Today is the 28th of February and to tell the truth, I’m never totally sure if that’s it for the month, or if there’s another day coming.
Thirty days have September, April, May and November, all the rest have 31 except (and here’s where the smoke usually starts pouring from the ears) February which, has ... hang on, let me Google it.
There are valid historical reasons for this brain fade, including lunar cycles, leap years and in the wake of the Oscars, what I like to call the Still Alice syndrome.
But first of all I blame Julius Caesar, who tinkered with the calendar back in 45BC, adding a couple of days to a couple of months to get the Roman party season back in sync. In so doing he monstered February.
Awesome what you can do when you’re an emperor, and look out for the ALP to start exercising similar power re the Show Holiday now they have the run of this city. All the other months were left with 30 or 31 days, which you can verify easily enough on your knuckles, but February, like the future of heavy rail in Newcastle, was left up in the air.
This goes to the heart of today’s problem, which by any standard is not a major one, unless you’re born on February 29, or want to catch a train from Maitland into town.
I always thought there was an equation you could use to work out whether or not you were in a leap year – add up the number of the year and divide by four – but just like Tim Crakanthorp finding documents in the back of filing cabinets, it was never going to be that simple.
Time, like memory, drifts.
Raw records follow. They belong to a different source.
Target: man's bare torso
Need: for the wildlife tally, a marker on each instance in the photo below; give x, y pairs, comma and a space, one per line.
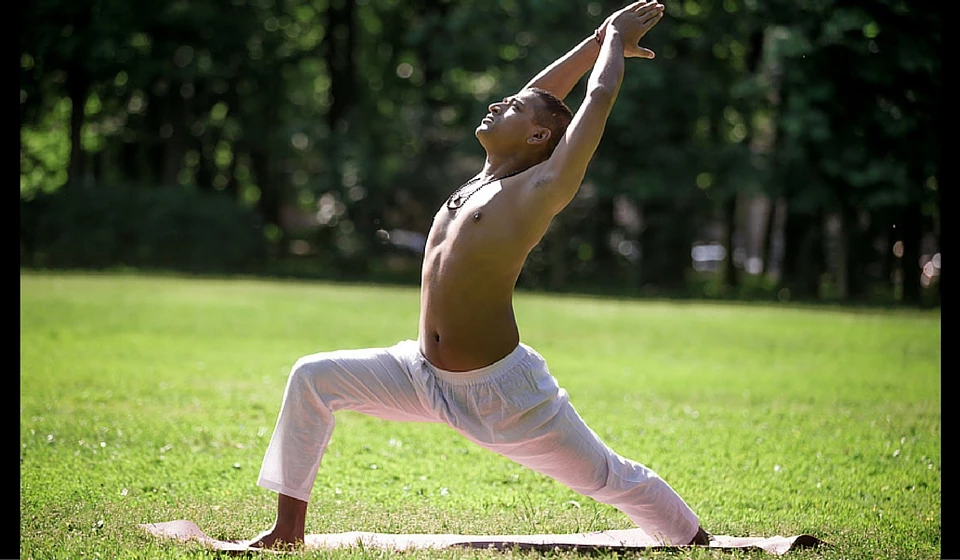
471, 263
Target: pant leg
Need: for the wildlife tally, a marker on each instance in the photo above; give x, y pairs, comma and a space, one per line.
546, 434
373, 381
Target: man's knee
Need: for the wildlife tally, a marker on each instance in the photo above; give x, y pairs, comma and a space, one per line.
315, 373
626, 480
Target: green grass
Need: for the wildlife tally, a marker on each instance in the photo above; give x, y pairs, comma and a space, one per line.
147, 398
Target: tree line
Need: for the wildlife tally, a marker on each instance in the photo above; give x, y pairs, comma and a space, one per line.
797, 140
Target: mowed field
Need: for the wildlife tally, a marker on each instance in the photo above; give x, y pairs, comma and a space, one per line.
153, 398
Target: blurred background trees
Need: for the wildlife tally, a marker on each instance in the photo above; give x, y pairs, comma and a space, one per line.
775, 149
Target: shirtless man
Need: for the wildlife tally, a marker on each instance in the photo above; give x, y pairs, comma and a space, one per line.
468, 367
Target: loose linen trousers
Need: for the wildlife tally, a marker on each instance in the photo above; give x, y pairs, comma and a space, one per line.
513, 407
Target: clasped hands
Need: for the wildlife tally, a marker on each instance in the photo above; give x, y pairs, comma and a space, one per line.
633, 22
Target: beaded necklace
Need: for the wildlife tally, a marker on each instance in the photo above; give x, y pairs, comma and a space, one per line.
459, 198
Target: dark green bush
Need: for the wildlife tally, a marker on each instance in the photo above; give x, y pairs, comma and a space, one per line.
163, 228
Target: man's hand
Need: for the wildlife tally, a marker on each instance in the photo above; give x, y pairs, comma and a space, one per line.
633, 22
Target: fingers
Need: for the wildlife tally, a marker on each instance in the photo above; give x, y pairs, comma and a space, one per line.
646, 6
651, 18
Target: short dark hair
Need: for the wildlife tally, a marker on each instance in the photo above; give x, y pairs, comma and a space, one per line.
554, 114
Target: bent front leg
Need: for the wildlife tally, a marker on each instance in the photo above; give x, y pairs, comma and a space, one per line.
377, 382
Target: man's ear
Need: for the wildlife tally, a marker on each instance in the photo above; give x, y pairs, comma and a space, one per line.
539, 137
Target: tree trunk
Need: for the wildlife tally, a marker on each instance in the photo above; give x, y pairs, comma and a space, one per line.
338, 53
769, 231
730, 279
78, 88
269, 181
910, 226
803, 255
666, 246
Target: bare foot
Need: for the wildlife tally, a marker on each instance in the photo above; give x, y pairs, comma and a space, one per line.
701, 538
275, 539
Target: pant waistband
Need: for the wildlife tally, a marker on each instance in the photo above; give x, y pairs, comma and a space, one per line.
508, 363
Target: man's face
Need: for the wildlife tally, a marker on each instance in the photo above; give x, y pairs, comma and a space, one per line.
511, 120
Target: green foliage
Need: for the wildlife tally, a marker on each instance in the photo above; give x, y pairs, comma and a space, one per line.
828, 106
147, 399
151, 228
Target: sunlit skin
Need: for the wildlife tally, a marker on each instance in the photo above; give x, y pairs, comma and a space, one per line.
474, 253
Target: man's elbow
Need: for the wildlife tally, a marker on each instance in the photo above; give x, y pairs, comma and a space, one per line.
602, 94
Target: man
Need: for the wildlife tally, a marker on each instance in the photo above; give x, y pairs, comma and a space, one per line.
468, 367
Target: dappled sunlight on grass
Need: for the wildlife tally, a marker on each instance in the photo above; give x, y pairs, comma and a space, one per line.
148, 399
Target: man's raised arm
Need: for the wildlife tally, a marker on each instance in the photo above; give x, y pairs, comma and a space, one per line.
562, 173
562, 75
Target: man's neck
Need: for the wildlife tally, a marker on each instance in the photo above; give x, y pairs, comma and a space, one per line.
495, 167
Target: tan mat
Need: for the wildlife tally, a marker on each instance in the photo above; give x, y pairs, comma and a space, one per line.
617, 540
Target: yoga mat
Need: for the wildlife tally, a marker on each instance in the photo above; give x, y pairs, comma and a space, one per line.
616, 540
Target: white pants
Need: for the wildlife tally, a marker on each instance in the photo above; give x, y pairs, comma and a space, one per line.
513, 407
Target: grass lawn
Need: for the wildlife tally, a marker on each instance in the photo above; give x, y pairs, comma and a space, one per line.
152, 398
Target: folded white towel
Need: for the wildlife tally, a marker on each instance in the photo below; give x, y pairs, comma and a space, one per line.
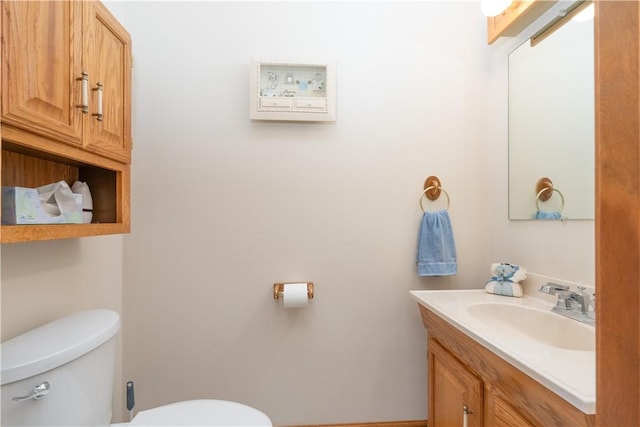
505, 280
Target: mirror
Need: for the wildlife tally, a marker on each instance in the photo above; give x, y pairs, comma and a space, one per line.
552, 125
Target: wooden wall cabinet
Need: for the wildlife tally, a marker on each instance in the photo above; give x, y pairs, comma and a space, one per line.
516, 18
66, 109
463, 373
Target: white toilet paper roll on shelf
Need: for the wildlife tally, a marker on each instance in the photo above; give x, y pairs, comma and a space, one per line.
293, 294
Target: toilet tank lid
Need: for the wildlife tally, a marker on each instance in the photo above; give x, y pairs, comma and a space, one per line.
56, 343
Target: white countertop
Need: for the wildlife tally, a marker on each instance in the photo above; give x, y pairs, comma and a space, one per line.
569, 373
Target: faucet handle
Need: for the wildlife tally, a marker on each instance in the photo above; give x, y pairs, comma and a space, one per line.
553, 288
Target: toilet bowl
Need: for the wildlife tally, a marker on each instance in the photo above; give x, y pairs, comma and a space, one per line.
62, 374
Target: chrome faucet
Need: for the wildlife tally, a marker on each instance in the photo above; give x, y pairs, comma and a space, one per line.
570, 304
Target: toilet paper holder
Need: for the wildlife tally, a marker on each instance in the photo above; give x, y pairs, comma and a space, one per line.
278, 289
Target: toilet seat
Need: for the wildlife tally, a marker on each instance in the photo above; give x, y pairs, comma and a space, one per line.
205, 412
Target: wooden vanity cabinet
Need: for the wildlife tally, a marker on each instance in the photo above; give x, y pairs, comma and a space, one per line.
47, 134
516, 18
458, 389
462, 373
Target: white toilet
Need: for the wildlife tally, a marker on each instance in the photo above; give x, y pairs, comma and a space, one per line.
61, 374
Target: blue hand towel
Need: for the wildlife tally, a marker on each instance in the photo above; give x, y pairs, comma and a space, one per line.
548, 215
436, 248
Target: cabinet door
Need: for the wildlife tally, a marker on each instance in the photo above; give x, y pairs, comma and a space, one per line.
452, 388
41, 59
108, 59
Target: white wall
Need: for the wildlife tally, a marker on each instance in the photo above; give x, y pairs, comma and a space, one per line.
224, 207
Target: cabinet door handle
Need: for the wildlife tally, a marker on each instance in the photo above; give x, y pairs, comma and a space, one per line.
100, 89
84, 101
465, 415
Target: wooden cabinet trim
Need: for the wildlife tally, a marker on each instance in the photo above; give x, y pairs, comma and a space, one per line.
516, 18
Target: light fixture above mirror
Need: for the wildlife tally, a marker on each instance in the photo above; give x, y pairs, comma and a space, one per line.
495, 7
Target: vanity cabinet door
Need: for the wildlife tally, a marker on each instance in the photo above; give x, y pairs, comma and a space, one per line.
452, 388
41, 59
501, 414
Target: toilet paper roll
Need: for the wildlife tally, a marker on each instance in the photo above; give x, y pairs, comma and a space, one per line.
295, 295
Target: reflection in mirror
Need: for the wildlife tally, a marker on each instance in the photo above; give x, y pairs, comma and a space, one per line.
551, 124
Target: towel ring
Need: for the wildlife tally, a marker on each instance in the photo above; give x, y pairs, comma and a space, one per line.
432, 187
552, 190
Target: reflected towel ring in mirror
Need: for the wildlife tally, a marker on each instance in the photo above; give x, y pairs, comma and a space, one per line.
433, 188
538, 198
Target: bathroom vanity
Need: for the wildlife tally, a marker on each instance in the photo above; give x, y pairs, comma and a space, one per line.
483, 373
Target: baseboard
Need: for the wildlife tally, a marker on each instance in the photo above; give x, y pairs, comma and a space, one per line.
415, 423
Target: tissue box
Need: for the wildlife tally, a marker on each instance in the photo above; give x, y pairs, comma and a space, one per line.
22, 205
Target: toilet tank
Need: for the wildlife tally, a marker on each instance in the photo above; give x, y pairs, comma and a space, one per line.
75, 355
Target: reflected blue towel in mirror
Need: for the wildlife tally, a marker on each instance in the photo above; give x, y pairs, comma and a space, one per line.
436, 247
548, 215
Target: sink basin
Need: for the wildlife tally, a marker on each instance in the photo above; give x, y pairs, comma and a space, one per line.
543, 326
So in 1582, Pope Gregory XIII refined the Julian Calendar by 0.002 per cent, outraging farmers and cows of the day unfamiliar as yet with the concept of daylight saving.
Gregory’s motivation was supposedly to bring the date for Easter in line with the First Council of Nicaea, which met in 325AD. Lucky it wasn’t the Council of Newcastle, they’d still be debating.
We now know the real reason Gregory tweaked the calendar was to let modern retailers know when it’s OK to start selling Easter eggs, which any inspection of supermarket aisles reveals is immediately after Christmas, and in some sections of the Hunter, before.
The Gregorian reform mucked up the “add up the year and divide by four’’ leap year equation in the following way.
Every year exactly divisible by four remained a leap year. Years exactly divisible by 100 were no longer a leap year. But centurial years exactly divisible by 400 were. Hence 2000 was a leap year, 1900 not, and just generally it was mathematical mayhem. Why Gregory would want to complicate this perfectly simple equation, God only knows. Being a Pope, I’m guessing it was to confuse people.
But be not alarmed, the confusion surrounding February extended to Asia, as illustrated by a blow-up in Oriental circles last week.
Various nationalities other than Chinese have been pushing to get the ‘‘Chinese New Year’’ renamed the “Lunar New Year” to stop the Chinese monopolising naming rights on what is by and large a moon thing, not a Chinese thing.
Chinese New Year occurs on the last day of the last month of the Chinese calendar, which happens to span between January 21 and February 20, but only if you’re not Chinese.
If you happen to be Chinese, it happens to fall in a range of astronomical time phases which aren’t called ‘‘months’’, but which are astronomically hard to understand.
That’s because the Chinese calendar is a lunisolar calendar, which doesn’t mean it will heat your hot water for free, but it may boil your brain if you’re unfamiliar with Chinese calendar codes and the relationships between moon phases.
In the Chinese calendar, the months begin on the day of the dark moon, and end on the day before the next dark moon, which means you may never know what month it is, but if you pay attention you’ll have a good idea when the prawns are running in Lake Macquarie.
In a solar year, there are 11 or 12 whole months. The year with 11 months is a common year. The year with 12 months is a leap year. And any year you’re alive is a good year.
This doesn’t clear up confusion about February but as that great philosopher Christopher Cross once said: “When you get lost between the moon and New York City, you know it’s crazy, but it’s true.”
Hence one billion people clog up the Chinese public transport system round this time to get back home for two days of drinking and eating. It’s called having a good time, unless you’re in China.
In the end I guess what I’m trying to say is that this weird little month they call February is over for another year (I think).
Over the course we’ve seen the Chinese/Lunar New Year, Valentine’s Day and most crucially, my partner’s birthday, the celebration of which also turns on moon cycles.
If I don’t pull off a good present, we go to the dark side of the moon. If I do, we dance by the light of the silvery moon. And regrettably that tends to happen only once in a blue moon.
For the record, I hit a home run this year so I’m looking forward to next February.